I was quite surprised to read that, as a supposed spokesperson for all narratologists, I have suggested that works of digital literature need to “limit user participation to a largely observatory role” for them to be successful.
Raley takes my argument out of context by claiming that I am speaking about electronic literature in general. But there is a difference between “literature” (i.e. language-based, artistic text) and “narrative” which needs to be neither artistic nor language-based. In my view, it is very possible for users to take an active role in electronic literature, for instance in projects that ask them to produce text, but I still have yet to see an example of a digital work where: (1) the user’s performance results in a coherent narrative, (2) the narrative is about the user (or rather about the character impersonated by the user), and (3) this narrative is dynamically produced rather than pre-scripted. Some video games fulfill conditions 1 and 2 but not condition 3 - the player progresses along a pre-determined storyline - or they fulfill conditions 1 and 3 but not condition 2 - as, to some extent, in The Sims. The only examples of works that fulfill all three of these conditions are table-top role-playing games, which rely on improvisation by naturally intelligent humans (see Caïra 2007), but these games use old-fashioned pen and paper, not digital technology. Judging by the description on its website, the Berlin subway event that Raley discusses cannot be described as a story, much less as a story in which the user plays the role of a character. As for other cases of “locative narratives,” for instance murmur or 34 North 118 West by Jeff Knowlton, Naomi Spellman and Jeremy Hight, they may consist of stories, and the user plays an active role in searching for them in real space (what I call in Avatars “exploratory participation”), but the stories concern other people. So it is pointless to apply my remarks to locative narratives, since they do not fulfill condition 2.

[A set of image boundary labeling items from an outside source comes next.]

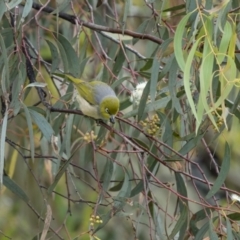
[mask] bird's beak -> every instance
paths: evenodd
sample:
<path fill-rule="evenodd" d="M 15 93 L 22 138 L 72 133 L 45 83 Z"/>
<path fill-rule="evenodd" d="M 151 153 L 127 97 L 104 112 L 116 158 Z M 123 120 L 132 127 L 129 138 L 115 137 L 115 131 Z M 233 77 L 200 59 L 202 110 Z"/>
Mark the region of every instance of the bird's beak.
<path fill-rule="evenodd" d="M 111 117 L 110 117 L 110 122 L 112 123 L 112 124 L 114 124 L 115 123 L 115 117 L 112 115 Z"/>

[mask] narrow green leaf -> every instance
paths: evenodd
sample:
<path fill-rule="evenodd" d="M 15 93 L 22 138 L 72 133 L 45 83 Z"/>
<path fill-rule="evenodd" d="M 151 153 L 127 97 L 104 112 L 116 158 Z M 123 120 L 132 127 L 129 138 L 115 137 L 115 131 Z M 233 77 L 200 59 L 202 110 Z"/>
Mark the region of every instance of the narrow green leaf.
<path fill-rule="evenodd" d="M 197 228 L 197 223 L 201 220 L 207 218 L 207 215 L 211 214 L 211 210 L 209 208 L 201 209 L 198 212 L 194 213 L 190 219 L 190 232 L 195 236 L 199 229 Z"/>
<path fill-rule="evenodd" d="M 126 28 L 126 21 L 128 17 L 129 10 L 131 8 L 131 1 L 130 0 L 125 0 L 124 3 L 124 10 L 123 10 L 123 27 L 122 27 L 122 34 L 124 34 L 124 30 Z"/>
<path fill-rule="evenodd" d="M 52 191 L 56 187 L 57 183 L 61 179 L 62 175 L 65 173 L 66 169 L 68 168 L 69 164 L 72 161 L 72 156 L 67 161 L 65 161 L 64 164 L 62 164 L 62 166 L 61 166 L 60 170 L 58 171 L 53 183 L 49 186 L 49 188 L 47 190 L 48 194 L 52 193 Z"/>
<path fill-rule="evenodd" d="M 31 119 L 31 115 L 28 111 L 27 106 L 22 103 L 22 107 L 24 109 L 25 117 L 27 120 L 31 158 L 32 158 L 32 160 L 34 160 L 35 149 L 34 149 L 34 135 L 33 135 L 32 119 Z"/>
<path fill-rule="evenodd" d="M 68 70 L 73 76 L 79 76 L 79 59 L 72 47 L 72 44 L 61 34 L 58 34 L 58 41 L 62 45 L 67 61 L 68 61 Z"/>
<path fill-rule="evenodd" d="M 69 73 L 70 72 L 70 70 L 69 70 L 70 67 L 69 67 L 69 62 L 68 62 L 68 58 L 67 58 L 67 54 L 65 52 L 65 49 L 59 41 L 57 41 L 57 46 L 58 46 L 61 61 L 62 61 L 62 64 L 63 64 L 64 72 Z"/>
<path fill-rule="evenodd" d="M 58 49 L 51 41 L 46 40 L 46 42 L 50 48 L 52 56 L 51 73 L 54 73 L 57 70 L 57 67 L 60 63 Z"/>
<path fill-rule="evenodd" d="M 156 97 L 158 73 L 159 73 L 159 61 L 157 58 L 154 58 L 152 70 L 151 70 L 151 79 L 150 79 L 150 100 L 152 103 L 155 101 L 155 97 Z"/>
<path fill-rule="evenodd" d="M 126 172 L 122 188 L 113 203 L 114 208 L 116 208 L 117 210 L 123 208 L 123 206 L 126 204 L 126 198 L 130 197 L 131 194 L 131 182 L 129 181 L 129 174 L 127 170 L 125 171 Z"/>
<path fill-rule="evenodd" d="M 182 49 L 182 39 L 184 39 L 184 33 L 185 33 L 185 28 L 188 22 L 189 17 L 191 16 L 192 13 L 188 13 L 177 26 L 175 36 L 174 36 L 174 52 L 175 52 L 175 57 L 178 62 L 179 67 L 181 68 L 182 71 L 185 69 L 185 59 L 184 59 L 184 50 Z M 198 45 L 198 44 L 197 44 Z M 197 46 L 196 46 L 197 47 Z M 195 47 L 195 49 L 196 49 Z M 195 52 L 195 50 L 194 50 Z"/>
<path fill-rule="evenodd" d="M 176 184 L 177 184 L 177 192 L 184 196 L 184 197 L 187 197 L 187 188 L 186 188 L 186 185 L 185 185 L 185 182 L 181 176 L 180 173 L 175 173 L 175 179 L 176 179 Z M 185 208 L 185 206 L 188 206 L 188 201 L 185 200 L 185 199 L 179 199 L 179 205 L 180 205 L 180 211 Z"/>
<path fill-rule="evenodd" d="M 182 228 L 183 224 L 187 221 L 187 216 L 188 216 L 188 208 L 185 206 L 182 208 L 181 212 L 180 212 L 180 217 L 177 221 L 177 223 L 175 224 L 169 239 L 174 239 L 174 236 L 180 232 L 180 229 Z"/>
<path fill-rule="evenodd" d="M 15 195 L 17 195 L 19 198 L 21 198 L 24 202 L 28 203 L 29 199 L 27 194 L 20 188 L 16 182 L 14 182 L 11 178 L 9 178 L 7 175 L 3 176 L 3 185 L 9 189 L 11 192 L 13 192 Z"/>
<path fill-rule="evenodd" d="M 103 189 L 105 191 L 108 191 L 109 184 L 112 179 L 112 174 L 113 174 L 113 163 L 112 163 L 112 161 L 107 159 L 105 167 L 104 167 L 104 171 L 100 178 L 103 181 L 102 185 L 103 185 Z"/>
<path fill-rule="evenodd" d="M 161 214 L 159 214 L 158 207 L 155 204 L 154 204 L 153 208 L 154 208 L 153 209 L 153 220 L 154 220 L 157 235 L 158 235 L 159 239 L 164 240 L 164 239 L 166 239 L 165 232 L 163 229 L 164 228 L 164 224 L 163 224 L 164 219 L 163 220 L 161 219 Z"/>
<path fill-rule="evenodd" d="M 233 239 L 232 225 L 228 218 L 226 218 L 226 223 L 227 223 L 227 239 L 232 240 Z"/>
<path fill-rule="evenodd" d="M 213 230 L 213 224 L 211 220 L 209 221 L 209 238 L 211 240 L 218 240 L 218 236 Z"/>
<path fill-rule="evenodd" d="M 209 229 L 209 222 L 206 222 L 197 232 L 194 240 L 203 240 L 204 235 L 208 231 L 208 229 Z"/>
<path fill-rule="evenodd" d="M 17 5 L 19 5 L 22 2 L 22 0 L 12 0 L 11 2 L 7 3 L 8 10 L 11 10 L 12 8 L 15 8 Z"/>
<path fill-rule="evenodd" d="M 4 43 L 4 39 L 0 34 L 0 49 L 1 49 L 1 57 L 3 58 L 3 69 L 1 76 L 1 89 L 3 94 L 8 94 L 8 88 L 10 86 L 9 83 L 9 64 L 8 64 L 8 53 Z"/>
<path fill-rule="evenodd" d="M 122 70 L 124 62 L 125 62 L 124 50 L 120 47 L 112 70 L 115 76 L 118 76 L 119 72 Z"/>
<path fill-rule="evenodd" d="M 24 20 L 25 17 L 30 13 L 32 10 L 32 4 L 33 0 L 26 0 L 23 8 L 23 13 L 22 13 L 22 21 Z"/>
<path fill-rule="evenodd" d="M 162 134 L 162 141 L 167 144 L 170 148 L 173 147 L 173 132 L 172 132 L 172 126 L 169 122 L 169 119 L 167 118 L 166 115 L 163 113 L 158 114 L 160 117 L 160 123 L 161 123 L 161 128 L 163 129 L 163 134 Z M 167 155 L 171 154 L 171 150 L 167 147 L 164 147 L 164 152 Z"/>
<path fill-rule="evenodd" d="M 189 153 L 194 147 L 196 147 L 203 136 L 203 134 L 199 134 L 196 137 L 189 139 L 189 141 L 187 141 L 186 144 L 184 144 L 183 147 L 179 150 L 179 153 L 182 155 Z"/>
<path fill-rule="evenodd" d="M 0 21 L 2 20 L 2 16 L 6 11 L 7 11 L 7 6 L 5 1 L 0 1 Z"/>
<path fill-rule="evenodd" d="M 226 57 L 228 46 L 232 37 L 232 27 L 229 22 L 226 22 L 224 26 L 224 34 L 222 34 L 221 42 L 219 45 L 219 53 L 217 54 L 218 64 L 222 64 L 224 58 Z"/>
<path fill-rule="evenodd" d="M 73 119 L 74 114 L 69 114 L 66 120 L 66 127 L 65 127 L 65 150 L 66 155 L 69 158 L 71 156 L 71 138 L 72 138 L 72 130 L 73 130 Z"/>
<path fill-rule="evenodd" d="M 7 111 L 4 114 L 2 126 L 1 126 L 1 139 L 0 139 L 0 186 L 3 183 L 3 170 L 4 170 L 4 157 L 5 157 L 5 140 L 7 133 Z"/>
<path fill-rule="evenodd" d="M 192 49 L 191 49 L 191 51 L 188 55 L 187 61 L 186 61 L 186 65 L 184 65 L 184 78 L 183 78 L 186 96 L 187 96 L 189 105 L 191 107 L 191 110 L 197 120 L 197 126 L 200 125 L 201 121 L 200 121 L 200 119 L 198 119 L 197 111 L 196 111 L 195 104 L 193 101 L 193 96 L 192 96 L 192 91 L 191 91 L 191 76 L 192 76 L 191 71 L 192 71 L 193 58 L 194 58 L 196 49 L 197 49 L 200 41 L 201 41 L 201 39 L 198 39 L 192 46 Z M 176 57 L 176 59 L 177 59 L 177 57 Z"/>
<path fill-rule="evenodd" d="M 142 97 L 138 106 L 138 121 L 140 121 L 143 117 L 144 114 L 144 109 L 146 107 L 146 103 L 148 101 L 148 96 L 149 96 L 149 91 L 150 91 L 150 81 L 147 82 L 143 93 L 142 93 Z"/>
<path fill-rule="evenodd" d="M 220 189 L 220 187 L 224 183 L 230 169 L 230 160 L 231 160 L 231 150 L 228 143 L 226 142 L 221 170 L 212 188 L 206 195 L 206 199 L 211 198 L 215 193 L 217 193 L 217 191 Z"/>
<path fill-rule="evenodd" d="M 49 142 L 51 142 L 51 137 L 52 137 L 52 135 L 54 135 L 52 126 L 49 124 L 49 122 L 46 120 L 46 118 L 44 118 L 41 114 L 32 110 L 31 108 L 29 108 L 28 110 L 29 110 L 29 113 L 31 114 L 33 121 L 37 124 L 37 126 L 39 127 L 43 136 Z"/>
<path fill-rule="evenodd" d="M 145 33 L 148 26 L 149 26 L 149 19 L 143 21 L 137 28 L 136 32 Z M 134 38 L 132 44 L 133 45 L 136 44 L 139 40 L 140 40 L 139 38 Z"/>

The difference, ultimately, is that Raley/Swanstrom take the term “experiencer” and the idea of participation rather loosely while I take them quite literally - experiencing a world and participating in it as an active character, not just as a reader who deploys “non-trivial effort” (to quote Espen Aarseth) to get more of the text. In an afterthought, Swanstrom seems to recognize the utopian character of a literal kind of participation when she writes “this is easier said than done,” a remark that suggest that even the projects described by Raley do not achieve this kind of experience. On the other hand, if we take “experiencer” to mean, more loosely, something like “reacting emotionally or aesthetically to a work,” then any successful narrative (or even non-narrative) text, whatever its medium (film, game, comic, novel) turns its user into an experiencer. This is certainly not a privilege of electronic media.
Aarseth, Espen. Cybertext: Perspectives on Ergodic Literature. Baltimore: Johns Hopkins University Press, 1997. Print.
Caïra, Olivier. Jeux de rôles: les forges de la fiction. Paris : CNRS Editions, 2007. Print.
Ryan, Marie-Laure. Avatars of Story. Minneapolis: University of Minnesota Press, 2006. Print.